Was hat dich an deinem Job am meisten überrascht?
Wie viel Abwechslung, Kontakte und Möglichkeiten er bietet.
An welchem Projekt arbeitest du aktuell (von dem du sprechen darfst)?
Unter anderem habe ich eine spannende Auktion in Spanien für Peter Wohllebens neues Buch „Hörst Du, wie die Bäume sprechen?“ (Oetinger Verlag) laufen.
In wessen Leben (lebende, verstorbene oder erfundene Person) würdest du gerne einmal Schatten spielen?

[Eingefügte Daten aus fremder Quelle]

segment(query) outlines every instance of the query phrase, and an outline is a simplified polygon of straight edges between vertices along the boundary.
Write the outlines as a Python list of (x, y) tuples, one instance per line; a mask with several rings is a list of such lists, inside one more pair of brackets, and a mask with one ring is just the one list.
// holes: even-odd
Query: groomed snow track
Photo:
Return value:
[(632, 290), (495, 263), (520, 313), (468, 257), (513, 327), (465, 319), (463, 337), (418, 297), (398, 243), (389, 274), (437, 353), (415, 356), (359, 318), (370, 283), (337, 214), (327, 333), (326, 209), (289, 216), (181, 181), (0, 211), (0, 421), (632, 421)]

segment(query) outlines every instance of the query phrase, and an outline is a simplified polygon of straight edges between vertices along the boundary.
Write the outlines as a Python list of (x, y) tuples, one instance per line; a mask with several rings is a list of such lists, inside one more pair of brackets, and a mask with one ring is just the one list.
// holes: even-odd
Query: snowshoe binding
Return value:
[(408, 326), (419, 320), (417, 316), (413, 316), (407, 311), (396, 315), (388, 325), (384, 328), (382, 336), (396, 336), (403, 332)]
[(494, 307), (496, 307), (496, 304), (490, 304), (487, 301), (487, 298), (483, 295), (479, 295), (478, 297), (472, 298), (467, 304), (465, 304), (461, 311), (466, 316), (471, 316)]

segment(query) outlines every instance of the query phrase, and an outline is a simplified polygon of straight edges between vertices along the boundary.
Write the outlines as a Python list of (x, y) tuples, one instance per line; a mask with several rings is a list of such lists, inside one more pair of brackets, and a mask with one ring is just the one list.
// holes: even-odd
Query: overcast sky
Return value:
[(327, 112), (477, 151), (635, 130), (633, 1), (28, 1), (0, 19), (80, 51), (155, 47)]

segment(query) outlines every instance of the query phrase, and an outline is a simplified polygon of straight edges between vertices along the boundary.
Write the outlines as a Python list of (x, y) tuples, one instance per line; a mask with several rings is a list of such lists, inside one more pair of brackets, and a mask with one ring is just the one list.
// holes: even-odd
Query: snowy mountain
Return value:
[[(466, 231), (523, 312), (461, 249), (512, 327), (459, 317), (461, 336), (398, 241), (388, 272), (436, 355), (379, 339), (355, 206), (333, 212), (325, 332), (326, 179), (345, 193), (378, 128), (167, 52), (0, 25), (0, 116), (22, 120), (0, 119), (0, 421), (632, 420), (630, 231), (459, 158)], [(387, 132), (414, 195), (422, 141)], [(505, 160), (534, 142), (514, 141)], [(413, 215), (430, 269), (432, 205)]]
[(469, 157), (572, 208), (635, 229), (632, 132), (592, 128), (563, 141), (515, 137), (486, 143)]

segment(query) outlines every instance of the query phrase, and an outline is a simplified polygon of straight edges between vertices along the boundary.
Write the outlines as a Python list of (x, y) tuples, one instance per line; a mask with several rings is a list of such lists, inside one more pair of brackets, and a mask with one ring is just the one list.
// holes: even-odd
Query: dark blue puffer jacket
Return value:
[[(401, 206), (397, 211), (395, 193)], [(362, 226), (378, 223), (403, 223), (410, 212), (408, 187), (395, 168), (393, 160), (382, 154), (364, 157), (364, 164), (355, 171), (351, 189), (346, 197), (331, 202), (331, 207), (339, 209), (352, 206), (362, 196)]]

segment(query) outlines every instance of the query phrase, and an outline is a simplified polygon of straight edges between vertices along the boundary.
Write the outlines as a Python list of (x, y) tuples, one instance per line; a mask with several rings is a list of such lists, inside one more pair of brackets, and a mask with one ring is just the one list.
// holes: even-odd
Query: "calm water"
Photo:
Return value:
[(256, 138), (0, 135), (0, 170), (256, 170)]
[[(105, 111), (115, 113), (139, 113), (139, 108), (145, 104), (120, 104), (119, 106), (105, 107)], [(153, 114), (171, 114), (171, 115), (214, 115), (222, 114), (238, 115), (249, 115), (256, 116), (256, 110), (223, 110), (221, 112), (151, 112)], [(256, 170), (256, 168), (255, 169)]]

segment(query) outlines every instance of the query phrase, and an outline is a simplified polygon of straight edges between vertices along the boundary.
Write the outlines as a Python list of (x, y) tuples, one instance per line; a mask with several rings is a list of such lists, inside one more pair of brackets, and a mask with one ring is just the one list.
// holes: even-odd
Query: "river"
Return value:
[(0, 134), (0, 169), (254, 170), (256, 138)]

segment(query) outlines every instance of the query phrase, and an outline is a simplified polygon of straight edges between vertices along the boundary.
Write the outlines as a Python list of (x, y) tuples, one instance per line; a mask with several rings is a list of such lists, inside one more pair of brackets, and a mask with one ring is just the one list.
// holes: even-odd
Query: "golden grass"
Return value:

Im Leben der österreichischen Bergsteigerin Gerlinde Kaltenbrunner (*1970), die alle 14 Achttausender bestiegen hat. Leider fehlen mir sowohl der Mut als auch die Kondition dafür, deshalb halte ich mich lieber an sehr viel kleinere Berge.
Weitere Informationen über Martina Nommel
- Ihre Agentur gründete sie bereits 1999.
- Neben kleinen und großen deutschsprachigen Verlagen (vollständige Liste unter www.martinanommel.de) vertritt sie auch zwei der bekanntesten Kinder- und Jugendbuchautorinnen exklusiv in Spanien und Lateinamerika: Kirsten Boie und Cornelia Funke.
- Wenn sie nicht in der Buchbranche arbeiten würde, wäre sie wahrscheinlich Botanikerin oder Bergsteigerin.
12. Januar 2018 um 09:52
Tolles Interview und ein toller Beruf! Es gibt so wunderschöne Bilder- und Jugendbücher, die auch Erwachsene immer wieder begeistern. Eine gute Anregung, wir wollen auch mehr Kinderbücher in unseren Buchblag einbauen. Liebe Grüße von den Vorlesern!